Remember that viral Youtube video in which a thin girl goes on a fat shaming rant? Its creator Nicole Arbour is now claiming that “Dear Fat People” was just part of a marketing stunt to build her brand and should not be taken seriously.
From the very start of the video, which has over 9 million views, Arbour is in full-attack mode: “Ahh, some people are already mad at this video. What are you going to do, fat people? You going to chase me? It’s gonna be like fucking Frankenstein. I can get away from you by walking at a reasonable pace!”
The video, uploaded on Sept. 9, generated backlash not only from the public but also from fellow Youtubers. Shortly after the video went viral, Arbour’s channel was made unavailable due to claims that it violated Youtube’s terms of service and then later restored. She was also reportedly fired from a movie whose dance numbers she was set to help choreograph.
In an interview with Cosmopolitan, the Canadian vlogger said she created the controversial video only to generate money.
“I made a marketing plan behind it, the same way that anyone makes marketing plans for anything. So, I kind of loaded the bases, like baseball,” Arbour told Cosmopolitan.
She added: “There’s been tens of thousands of dollars just from that one specifically. It’s changed my life financially.”
She claims her marketing plan is to create controversial videos to gain a following to help draw people to her channel to see her other comedic videos. Prior to her video addressing fat people, she also made fun of “Insta-whores” and “Facebook cunts” via her “Dear Instagram Models” video.
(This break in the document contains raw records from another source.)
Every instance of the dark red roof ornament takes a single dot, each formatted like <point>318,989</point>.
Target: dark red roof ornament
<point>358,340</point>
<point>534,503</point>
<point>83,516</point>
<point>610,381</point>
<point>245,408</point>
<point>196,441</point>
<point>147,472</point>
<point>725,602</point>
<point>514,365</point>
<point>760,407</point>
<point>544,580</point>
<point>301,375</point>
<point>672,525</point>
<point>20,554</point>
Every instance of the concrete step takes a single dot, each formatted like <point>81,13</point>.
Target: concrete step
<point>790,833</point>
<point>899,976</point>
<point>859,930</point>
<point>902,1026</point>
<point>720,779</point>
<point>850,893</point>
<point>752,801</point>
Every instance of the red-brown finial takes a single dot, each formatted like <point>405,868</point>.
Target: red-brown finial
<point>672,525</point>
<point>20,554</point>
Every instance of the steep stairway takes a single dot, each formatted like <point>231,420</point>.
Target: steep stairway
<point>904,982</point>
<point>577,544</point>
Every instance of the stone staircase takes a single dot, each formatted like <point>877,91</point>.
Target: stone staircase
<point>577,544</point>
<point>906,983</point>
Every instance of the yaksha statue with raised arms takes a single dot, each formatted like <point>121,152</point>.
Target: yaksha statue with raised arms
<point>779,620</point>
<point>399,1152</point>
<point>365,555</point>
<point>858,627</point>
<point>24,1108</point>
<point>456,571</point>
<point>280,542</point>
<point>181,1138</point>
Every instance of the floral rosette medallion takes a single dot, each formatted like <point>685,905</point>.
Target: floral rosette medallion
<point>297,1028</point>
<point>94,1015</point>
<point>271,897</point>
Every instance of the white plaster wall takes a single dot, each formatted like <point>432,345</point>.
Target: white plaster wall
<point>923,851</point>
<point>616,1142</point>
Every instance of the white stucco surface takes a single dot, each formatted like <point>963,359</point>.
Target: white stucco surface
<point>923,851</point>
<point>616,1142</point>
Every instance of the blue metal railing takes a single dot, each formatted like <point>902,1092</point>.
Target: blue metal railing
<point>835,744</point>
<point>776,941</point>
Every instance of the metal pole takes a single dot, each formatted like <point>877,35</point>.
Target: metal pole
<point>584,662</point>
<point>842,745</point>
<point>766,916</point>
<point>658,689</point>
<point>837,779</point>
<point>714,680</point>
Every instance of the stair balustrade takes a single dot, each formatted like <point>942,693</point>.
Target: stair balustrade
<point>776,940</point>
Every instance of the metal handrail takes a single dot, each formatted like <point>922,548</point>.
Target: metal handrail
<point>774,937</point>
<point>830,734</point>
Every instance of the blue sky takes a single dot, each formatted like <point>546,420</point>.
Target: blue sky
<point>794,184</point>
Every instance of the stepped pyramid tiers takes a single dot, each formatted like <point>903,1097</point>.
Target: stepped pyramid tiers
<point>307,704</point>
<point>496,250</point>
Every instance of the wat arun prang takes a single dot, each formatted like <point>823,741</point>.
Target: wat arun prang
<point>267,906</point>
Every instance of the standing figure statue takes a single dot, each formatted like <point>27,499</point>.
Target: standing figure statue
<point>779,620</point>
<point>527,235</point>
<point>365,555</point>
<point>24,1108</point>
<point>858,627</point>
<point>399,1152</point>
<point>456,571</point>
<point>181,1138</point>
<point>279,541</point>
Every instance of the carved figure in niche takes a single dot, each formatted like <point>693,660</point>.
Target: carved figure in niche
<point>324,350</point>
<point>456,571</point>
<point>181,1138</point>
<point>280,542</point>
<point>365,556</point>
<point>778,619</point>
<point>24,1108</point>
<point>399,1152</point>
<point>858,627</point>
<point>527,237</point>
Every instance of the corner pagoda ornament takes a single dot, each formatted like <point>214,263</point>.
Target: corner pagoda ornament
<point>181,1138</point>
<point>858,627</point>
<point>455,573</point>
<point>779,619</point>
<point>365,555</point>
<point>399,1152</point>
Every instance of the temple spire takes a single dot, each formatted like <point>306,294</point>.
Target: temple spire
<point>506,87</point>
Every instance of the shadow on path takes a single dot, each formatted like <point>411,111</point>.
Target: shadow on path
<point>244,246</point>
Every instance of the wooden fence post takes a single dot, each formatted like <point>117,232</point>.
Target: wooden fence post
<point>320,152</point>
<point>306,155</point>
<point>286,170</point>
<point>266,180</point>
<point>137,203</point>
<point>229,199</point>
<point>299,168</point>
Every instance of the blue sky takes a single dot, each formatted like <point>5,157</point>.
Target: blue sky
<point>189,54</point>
Her newer videos like “Dear Black People,” “Dear Refugees,” and “Abortion Is Wrong” continue her plan to grab viewers’ attention.
Arbour told Cosmopolitan that since “Dear Fat People” exploded in popularity, she has had TV offers and been recruited by sponsors. She is also set to fly to Puerto Rico in January to work on a feature film.
She insists though, that if you look past the meanness of her most infamous video, there’s a true message that can be had.
“The message in ‘Dear Fat People’ isn’t mean, and anyone who actually watches it should get that it’s comedy, it’s satire, and it’s a true message,” she told Cosmopolitan. “I get lots of letters from people saying I was right, they needed a kick in the butt. I love that video!”